Description
Crisp on the outside and chewy on the inside, these gluten free peanut butter oatmeal espresso chocolate chunk cookies are like no cookie you’ve ever had before. Bursting with incredible flavors, these cookies are filled with rich dark chocolate, creamy peanut butter, chewy oats, and hints of espresso in every bite. They’re also dairy free which makes them even that much more amazing!
Ingredients
(links below are the gluten free & celiac safe products I used in this recipe)
- 1 cup gluten free 1:1 flour
- 1 cup gluten free rolled oats
- 1/2 teaspoon baking soda
- 1/2 teaspoon fine sea salt
- 1/2 cup refined coconut oil, softened
- 3/4 cup packed dark brown sugar
- 1/2 cup natural “drippy” creamy peanut butter
- 1 teaspoon pure vanilla extract
- 2 tablespoons pure maple syrup
- 1 egg + 1 egg yolk
- 4 teaspoons espresso powder
- 6 ounces good quality dark chocolate bar, coarsely chopped
- flaky sea salt, for topping
Instructions
step 1
Preheat oven to 350 degrees.
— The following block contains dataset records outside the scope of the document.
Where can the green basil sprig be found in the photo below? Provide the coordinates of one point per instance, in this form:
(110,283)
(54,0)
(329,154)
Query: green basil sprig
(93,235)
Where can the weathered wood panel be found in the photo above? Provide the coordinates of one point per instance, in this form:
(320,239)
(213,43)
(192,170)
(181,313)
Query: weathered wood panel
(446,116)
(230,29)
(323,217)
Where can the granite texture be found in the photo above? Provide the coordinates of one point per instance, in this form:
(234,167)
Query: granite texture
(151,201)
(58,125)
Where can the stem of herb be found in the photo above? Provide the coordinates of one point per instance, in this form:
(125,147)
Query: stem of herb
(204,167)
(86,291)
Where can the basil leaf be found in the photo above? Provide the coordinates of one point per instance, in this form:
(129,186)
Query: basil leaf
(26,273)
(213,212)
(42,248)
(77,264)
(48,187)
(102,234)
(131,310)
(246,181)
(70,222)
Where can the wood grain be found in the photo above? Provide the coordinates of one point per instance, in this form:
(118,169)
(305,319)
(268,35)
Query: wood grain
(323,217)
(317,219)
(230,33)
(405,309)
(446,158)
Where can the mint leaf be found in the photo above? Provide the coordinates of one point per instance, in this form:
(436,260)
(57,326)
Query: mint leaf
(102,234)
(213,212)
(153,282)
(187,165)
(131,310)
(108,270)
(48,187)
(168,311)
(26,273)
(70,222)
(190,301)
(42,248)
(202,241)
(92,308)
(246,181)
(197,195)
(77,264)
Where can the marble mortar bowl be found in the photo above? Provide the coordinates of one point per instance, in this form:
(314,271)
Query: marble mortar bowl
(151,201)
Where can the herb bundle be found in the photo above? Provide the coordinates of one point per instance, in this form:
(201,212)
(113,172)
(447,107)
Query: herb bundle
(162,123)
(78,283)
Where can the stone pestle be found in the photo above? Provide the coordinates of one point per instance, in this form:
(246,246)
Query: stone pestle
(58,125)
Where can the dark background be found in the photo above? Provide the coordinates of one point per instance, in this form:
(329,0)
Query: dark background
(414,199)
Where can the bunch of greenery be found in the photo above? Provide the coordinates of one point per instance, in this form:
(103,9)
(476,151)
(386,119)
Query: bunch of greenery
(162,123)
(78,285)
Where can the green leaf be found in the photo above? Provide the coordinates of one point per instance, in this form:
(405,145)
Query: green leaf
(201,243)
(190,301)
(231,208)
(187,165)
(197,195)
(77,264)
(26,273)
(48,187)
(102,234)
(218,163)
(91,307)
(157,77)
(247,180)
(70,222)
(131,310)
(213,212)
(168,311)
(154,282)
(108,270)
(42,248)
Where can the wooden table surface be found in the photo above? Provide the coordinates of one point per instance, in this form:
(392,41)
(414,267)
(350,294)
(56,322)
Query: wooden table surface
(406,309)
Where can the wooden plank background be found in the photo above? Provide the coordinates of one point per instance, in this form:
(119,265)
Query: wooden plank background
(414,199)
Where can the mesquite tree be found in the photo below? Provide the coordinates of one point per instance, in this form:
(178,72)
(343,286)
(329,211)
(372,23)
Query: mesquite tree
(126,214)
Line a baking sheet with parchment paper. Set aside.
step 2
In a medium bowl, whisk together the gluten free flour, gluten free oats, baking soda, and salt.
step 3
In the bowl of a stand mixer fitted with the paddle attachment, add the softened coconut oil and brown sugar. Mix on medium-high speed until light and fluffy, about 1 to 2 minutes. Add peanut butter, vanilla extract, and maple syrup, mix until combined. Then add the egg, egg yolk, and espresso powder and mix until smooth and creamy.
step 4
Add dry ingredients to wet ingredients and stir with a wooden spoon to combine. Fold in chocolate chunks.
step 5
Using a #24 cookie scoop, scoop cookie dough onto the prepared baking sheet, spacing them about 2 inches apart. Flatten each dough ball with the palm of your hand while still keeping the cookies nice and round. They should be about ½ inch thick.
step 6
Bake for 9 to 11 minutes or until the edges are barely golden brown. Sprinkle the tops of each cookie with flaky sea salt. Allow cookies to cool on the baking sheet for 10 minutes before transferring them to a wire rack to cool completely.